Mirka Mora and her former husband Georges were Melbourne icons in the hospitality and modern visual arts fields. From their arrival in Melbourne in 1951, having left Paris in 1947 for New York, they became leading lights in local artistic and hospitality circles, championing Bohemian lifestyles and French cuisine.
This impressionistic documentary film was co-produced and written by Trevor Graham, but is dominated by their son Philippe, an established New York based graphic novelist, artist and maker of horror films. It reports Philippe's findings when he looked into his well known parents' past. He travels to many of the locations involved, sets up his easel and paints cartoons for the graphic novel; interviews as many of the people who were significant in his parents' lives and decisions as he could find (many had passed away) and intersperses the result with original film excerpts, photographs and his own impressions.

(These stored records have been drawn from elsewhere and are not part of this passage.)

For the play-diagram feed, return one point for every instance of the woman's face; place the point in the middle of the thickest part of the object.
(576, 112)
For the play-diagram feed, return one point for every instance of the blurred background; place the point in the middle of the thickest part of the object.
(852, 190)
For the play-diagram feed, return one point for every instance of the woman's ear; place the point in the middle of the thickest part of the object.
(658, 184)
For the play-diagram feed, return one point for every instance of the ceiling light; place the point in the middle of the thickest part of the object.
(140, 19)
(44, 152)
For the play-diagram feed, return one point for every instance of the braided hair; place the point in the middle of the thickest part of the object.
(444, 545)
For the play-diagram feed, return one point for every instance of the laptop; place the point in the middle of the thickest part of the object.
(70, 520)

The tale is hauntingly sad, a personal insight into how one family and those surrounding them made the most of very little in the horrors of the second world war in France, Austria, Germany and Switzerland. Truth can be stranger than fiction, and the sheer lucky twists and turns, supported by their humanity and selflessness underpins the story.
All people appearing do so as themselves, and Phillippe's decisions on approach and selection is refreshing and quirky. I found it a highly impressionistic film, unpredictably jumping around, but told the story in a very relatable way. It provides shocking insights into the awfulness of world war two through specific people's eyes and experiences.
It took me a while to get into the rhythm of the film, and it seemed longer than it was, particularly the earlier sections. I think I may have been expecting more recent material and more about their time and lives in Australia, but it is mostly about their experiences before they arrived. I don't think it will matter if you know a lot or nothing about Georges and Mirka Mora - the film tells the story without assuming prior knowledge.